Sharjah: Mazen Ahmad Al Khateib, a Syrian expat living in Sharjah, had a most remarkable experience of the humanitarian side of Sharjah Police.
Last Friday, the 46-year-old civil engineer, who resides in the Al Qasba area, was driving from Al Jubail area toward Al Khan around 11.30pm when he was stopped by a police patrol. The policeman told him that he was threw a cigarette from his vehicle on the road. Surprised, Mazen denied the charge.
The police officer then told him to park his vehicle on the side of road to discuss the issue. When Mazen stepped out of his vehicle, he was informed that the violation was recorded by the camera installed on the police patrol vehicle, and was also spotted by police officers. Mazen was then issued a fine of Dh1,000.
Brother at fault
However, it soon came to light that the cigarette was thrown by Mazen’s brother Mohammad, who was in the car along with Mazen’s father and his son. His 76-year-old father had come to visit Mazen on March 20. Mohammad had thrown the cigarette stub from the rear window of the car.
When Mazen confirmed to the police that his brother committed the violation, he was informed that in such cases, the violation is always registered under the name of the car’s owner.
Accepting the situation, Mazen requested the police officer, Mohammad Hassan, not to mention the fine amount of Dh1,000 in front of his father, as it would amount to almost a million Syrian lira when converted. Thus he wished to spare his father the pain of hearing of such a huge monetary loss.
Hassan then asked Mazen: “Where is your father? Is he in the car?” He then walked over to the car to see the father with the violation papers in his hand.
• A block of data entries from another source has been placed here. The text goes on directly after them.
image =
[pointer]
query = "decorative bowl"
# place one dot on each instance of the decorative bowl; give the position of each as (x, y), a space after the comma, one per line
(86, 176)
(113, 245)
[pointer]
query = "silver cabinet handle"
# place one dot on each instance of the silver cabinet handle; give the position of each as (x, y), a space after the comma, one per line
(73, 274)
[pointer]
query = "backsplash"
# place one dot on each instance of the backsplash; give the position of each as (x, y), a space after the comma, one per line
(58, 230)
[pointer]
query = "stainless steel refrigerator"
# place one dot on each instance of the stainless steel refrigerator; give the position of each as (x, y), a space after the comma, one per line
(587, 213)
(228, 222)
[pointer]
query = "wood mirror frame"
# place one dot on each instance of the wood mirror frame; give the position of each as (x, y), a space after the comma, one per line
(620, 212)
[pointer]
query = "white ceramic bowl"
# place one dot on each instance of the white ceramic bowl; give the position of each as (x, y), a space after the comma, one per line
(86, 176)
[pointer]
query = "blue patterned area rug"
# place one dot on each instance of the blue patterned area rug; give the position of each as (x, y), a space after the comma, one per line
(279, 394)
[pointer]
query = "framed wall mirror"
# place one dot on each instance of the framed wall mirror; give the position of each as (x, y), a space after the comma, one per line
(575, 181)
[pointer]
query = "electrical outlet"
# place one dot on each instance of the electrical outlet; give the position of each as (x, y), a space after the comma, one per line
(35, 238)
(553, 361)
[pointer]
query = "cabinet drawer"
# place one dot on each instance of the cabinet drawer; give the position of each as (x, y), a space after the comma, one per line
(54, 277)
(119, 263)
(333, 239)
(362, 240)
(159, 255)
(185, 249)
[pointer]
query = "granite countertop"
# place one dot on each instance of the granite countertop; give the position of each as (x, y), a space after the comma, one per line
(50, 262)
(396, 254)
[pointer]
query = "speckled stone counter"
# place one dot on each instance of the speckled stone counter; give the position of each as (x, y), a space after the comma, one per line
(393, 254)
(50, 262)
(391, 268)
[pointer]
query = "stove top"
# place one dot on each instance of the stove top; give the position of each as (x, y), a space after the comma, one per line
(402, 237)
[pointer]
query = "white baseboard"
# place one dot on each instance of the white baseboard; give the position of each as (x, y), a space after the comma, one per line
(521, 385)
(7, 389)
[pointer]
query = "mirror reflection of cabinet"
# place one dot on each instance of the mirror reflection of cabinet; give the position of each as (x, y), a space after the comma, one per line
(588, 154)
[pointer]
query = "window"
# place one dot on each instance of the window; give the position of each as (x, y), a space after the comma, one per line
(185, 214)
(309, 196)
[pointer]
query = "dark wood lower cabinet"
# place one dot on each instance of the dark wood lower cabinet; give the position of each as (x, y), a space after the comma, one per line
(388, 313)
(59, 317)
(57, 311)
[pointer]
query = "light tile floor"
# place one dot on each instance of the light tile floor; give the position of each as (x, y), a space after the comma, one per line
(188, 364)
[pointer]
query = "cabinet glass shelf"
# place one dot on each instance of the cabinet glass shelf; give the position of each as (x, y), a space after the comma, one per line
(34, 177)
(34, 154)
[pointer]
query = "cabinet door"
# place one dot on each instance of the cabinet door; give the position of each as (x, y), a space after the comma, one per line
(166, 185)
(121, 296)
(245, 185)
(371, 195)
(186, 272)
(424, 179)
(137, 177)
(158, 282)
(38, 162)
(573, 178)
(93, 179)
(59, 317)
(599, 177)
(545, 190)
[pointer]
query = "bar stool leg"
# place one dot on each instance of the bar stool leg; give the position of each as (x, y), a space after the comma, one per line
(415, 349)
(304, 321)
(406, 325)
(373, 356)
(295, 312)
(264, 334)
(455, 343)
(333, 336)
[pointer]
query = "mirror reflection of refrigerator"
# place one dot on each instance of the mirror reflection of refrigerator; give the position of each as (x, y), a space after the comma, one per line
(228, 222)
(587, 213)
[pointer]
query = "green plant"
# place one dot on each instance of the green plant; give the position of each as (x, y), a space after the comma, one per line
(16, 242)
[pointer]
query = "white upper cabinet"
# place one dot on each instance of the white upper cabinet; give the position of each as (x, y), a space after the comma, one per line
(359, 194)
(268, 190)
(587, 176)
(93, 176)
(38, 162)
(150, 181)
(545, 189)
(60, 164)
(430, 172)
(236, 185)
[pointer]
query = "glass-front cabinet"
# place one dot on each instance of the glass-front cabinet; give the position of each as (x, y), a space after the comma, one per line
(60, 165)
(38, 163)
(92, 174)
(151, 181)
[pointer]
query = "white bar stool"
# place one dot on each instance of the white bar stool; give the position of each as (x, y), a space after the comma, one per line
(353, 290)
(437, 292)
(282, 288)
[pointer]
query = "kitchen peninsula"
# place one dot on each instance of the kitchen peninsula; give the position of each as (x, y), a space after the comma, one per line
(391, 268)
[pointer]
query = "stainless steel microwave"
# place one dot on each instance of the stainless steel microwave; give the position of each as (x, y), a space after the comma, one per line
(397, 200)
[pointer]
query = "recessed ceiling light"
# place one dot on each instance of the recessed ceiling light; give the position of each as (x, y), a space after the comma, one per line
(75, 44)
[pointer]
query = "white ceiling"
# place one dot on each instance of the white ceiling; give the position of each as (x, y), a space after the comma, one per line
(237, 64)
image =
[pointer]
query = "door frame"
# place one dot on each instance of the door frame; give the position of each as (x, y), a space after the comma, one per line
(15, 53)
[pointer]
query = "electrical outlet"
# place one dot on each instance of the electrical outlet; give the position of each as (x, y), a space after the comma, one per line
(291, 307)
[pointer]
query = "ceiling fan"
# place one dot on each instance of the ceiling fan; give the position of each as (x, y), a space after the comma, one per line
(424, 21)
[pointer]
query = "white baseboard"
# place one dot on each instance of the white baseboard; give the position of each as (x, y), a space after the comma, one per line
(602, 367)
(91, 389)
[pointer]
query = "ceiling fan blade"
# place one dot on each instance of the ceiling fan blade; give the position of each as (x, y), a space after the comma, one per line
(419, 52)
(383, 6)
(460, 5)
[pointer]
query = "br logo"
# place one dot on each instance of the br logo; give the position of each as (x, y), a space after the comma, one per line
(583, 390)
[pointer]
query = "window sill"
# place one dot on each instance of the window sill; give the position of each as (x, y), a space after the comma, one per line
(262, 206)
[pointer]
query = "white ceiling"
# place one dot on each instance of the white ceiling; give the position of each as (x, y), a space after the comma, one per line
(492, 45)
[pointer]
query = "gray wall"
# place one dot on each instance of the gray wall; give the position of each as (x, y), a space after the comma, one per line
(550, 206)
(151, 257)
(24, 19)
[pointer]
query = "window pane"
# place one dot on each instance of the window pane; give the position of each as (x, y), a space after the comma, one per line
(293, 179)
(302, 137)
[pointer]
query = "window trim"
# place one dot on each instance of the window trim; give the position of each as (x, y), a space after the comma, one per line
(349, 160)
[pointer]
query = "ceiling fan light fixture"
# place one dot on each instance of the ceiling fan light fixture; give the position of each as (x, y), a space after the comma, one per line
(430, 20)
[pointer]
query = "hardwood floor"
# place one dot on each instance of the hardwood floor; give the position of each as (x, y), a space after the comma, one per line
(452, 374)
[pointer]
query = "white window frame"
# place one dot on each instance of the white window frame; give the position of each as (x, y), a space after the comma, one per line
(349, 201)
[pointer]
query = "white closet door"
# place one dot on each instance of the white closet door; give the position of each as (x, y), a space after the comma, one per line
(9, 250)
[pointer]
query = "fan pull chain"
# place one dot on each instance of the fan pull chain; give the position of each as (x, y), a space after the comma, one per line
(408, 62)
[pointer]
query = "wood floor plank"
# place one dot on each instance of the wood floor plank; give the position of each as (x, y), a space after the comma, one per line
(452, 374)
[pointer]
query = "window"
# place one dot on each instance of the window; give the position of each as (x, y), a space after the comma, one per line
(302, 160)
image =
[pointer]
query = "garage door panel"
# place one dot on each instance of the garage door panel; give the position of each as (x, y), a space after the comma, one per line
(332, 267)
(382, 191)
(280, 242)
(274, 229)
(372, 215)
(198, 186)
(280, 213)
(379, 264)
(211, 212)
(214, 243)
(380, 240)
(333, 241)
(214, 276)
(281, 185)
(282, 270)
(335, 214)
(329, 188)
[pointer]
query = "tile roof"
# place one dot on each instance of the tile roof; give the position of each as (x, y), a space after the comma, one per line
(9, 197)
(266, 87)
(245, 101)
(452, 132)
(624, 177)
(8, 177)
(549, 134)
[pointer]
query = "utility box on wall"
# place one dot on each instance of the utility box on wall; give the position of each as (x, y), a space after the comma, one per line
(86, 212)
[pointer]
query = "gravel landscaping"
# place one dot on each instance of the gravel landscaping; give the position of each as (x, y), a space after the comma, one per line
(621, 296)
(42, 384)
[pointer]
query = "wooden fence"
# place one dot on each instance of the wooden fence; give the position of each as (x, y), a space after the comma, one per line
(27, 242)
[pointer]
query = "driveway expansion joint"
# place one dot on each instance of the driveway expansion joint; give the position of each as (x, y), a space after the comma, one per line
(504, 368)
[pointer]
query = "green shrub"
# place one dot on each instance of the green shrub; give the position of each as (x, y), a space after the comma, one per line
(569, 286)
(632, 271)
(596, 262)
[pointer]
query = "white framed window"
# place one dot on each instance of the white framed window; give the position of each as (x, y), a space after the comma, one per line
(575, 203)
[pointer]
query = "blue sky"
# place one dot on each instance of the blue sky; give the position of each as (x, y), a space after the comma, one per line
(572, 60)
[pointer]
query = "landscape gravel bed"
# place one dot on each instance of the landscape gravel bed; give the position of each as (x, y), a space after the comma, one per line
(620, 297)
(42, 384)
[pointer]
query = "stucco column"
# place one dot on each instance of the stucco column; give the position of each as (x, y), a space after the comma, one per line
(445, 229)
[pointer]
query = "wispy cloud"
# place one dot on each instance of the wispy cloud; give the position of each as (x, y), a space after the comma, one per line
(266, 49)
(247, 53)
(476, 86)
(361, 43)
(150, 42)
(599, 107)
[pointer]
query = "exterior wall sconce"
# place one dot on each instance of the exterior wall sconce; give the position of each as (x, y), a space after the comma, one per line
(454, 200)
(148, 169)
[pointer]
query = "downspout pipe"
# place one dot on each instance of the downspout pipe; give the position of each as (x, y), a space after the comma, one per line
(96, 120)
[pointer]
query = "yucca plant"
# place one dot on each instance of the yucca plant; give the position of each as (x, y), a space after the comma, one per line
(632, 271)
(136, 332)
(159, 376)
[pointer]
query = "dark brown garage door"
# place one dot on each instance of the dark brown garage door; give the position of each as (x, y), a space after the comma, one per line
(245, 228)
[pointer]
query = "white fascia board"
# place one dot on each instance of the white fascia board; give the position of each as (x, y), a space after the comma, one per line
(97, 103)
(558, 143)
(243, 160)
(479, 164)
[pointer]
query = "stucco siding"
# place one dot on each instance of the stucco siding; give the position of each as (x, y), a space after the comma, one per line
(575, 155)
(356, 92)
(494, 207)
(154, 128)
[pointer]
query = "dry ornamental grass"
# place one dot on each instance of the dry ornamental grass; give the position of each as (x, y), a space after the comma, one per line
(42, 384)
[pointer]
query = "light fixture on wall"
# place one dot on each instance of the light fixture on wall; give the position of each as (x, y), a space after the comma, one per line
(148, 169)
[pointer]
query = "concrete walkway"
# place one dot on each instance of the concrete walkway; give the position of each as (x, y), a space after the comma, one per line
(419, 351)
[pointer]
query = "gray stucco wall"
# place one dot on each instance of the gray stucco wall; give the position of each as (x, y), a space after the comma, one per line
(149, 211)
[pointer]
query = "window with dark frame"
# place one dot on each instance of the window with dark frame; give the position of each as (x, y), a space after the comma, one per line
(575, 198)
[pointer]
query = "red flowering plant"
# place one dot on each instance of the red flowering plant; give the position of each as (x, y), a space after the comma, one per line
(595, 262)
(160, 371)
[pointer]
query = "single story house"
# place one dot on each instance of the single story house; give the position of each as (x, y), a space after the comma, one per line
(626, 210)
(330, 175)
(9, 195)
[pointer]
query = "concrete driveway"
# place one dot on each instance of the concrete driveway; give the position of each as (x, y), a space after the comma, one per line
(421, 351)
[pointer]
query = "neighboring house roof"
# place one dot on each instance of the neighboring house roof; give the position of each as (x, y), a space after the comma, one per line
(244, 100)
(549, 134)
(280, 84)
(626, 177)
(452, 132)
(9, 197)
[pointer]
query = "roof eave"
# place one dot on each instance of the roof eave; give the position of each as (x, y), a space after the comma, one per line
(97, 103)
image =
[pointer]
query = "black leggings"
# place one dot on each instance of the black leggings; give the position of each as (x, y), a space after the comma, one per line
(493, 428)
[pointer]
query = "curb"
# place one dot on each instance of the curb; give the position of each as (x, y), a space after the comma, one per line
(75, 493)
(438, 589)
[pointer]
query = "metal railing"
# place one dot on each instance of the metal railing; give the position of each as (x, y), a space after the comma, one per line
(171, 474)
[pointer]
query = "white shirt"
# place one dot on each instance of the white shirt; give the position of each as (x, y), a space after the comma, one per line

Greeting the elderly man, Hassan said, “How are you, my father, alhamdulillah.” He then explained to the father that his son had violated the law and mentioned the fine amount. “Father, your son made a mistake and committed a violation,” and asked him for his judgement. The father told the policeman your words are correct and he must be punished, but forgiveness is generous.
Hassan then told the elderly man, “For your sake I agree not to issue the fine. But I have one condition — that you follow me and accept my invitation for the dinner. You have travelled from a country in which there is war, we must do our duty and hospitality.”
Since the family had already their dinner, Hassan asked Mazen for his mobile number. Half an hour later, he called Mazen and asked him to meet him along his elderly father in Al-Buhaira Corniche.
When they met, he was holding a bouquet of flowers, juice and a welcome message in his hand. The message read “Gift from happiness employee Mohammad Hassan from the Traffic and Patrols Department ... Gift from Sharjah Police to the people of beloved Syria, welcome to your country, the Emirates.”
His father was in tears of joy at receiving the message, Mazen said, as he was coming from the suffering of war in Syria to the country of security and safety, the country of tolerance, the country of the late Sheikh Zayed and the sons of Zayed, the country of happiness. “Really, I do not have enough words to thank the policeman for his noble deed,” Mazen said.
He added that his brother, Mohammad, learnt his lesson and he would never throw anything from the car window and remain careful in future.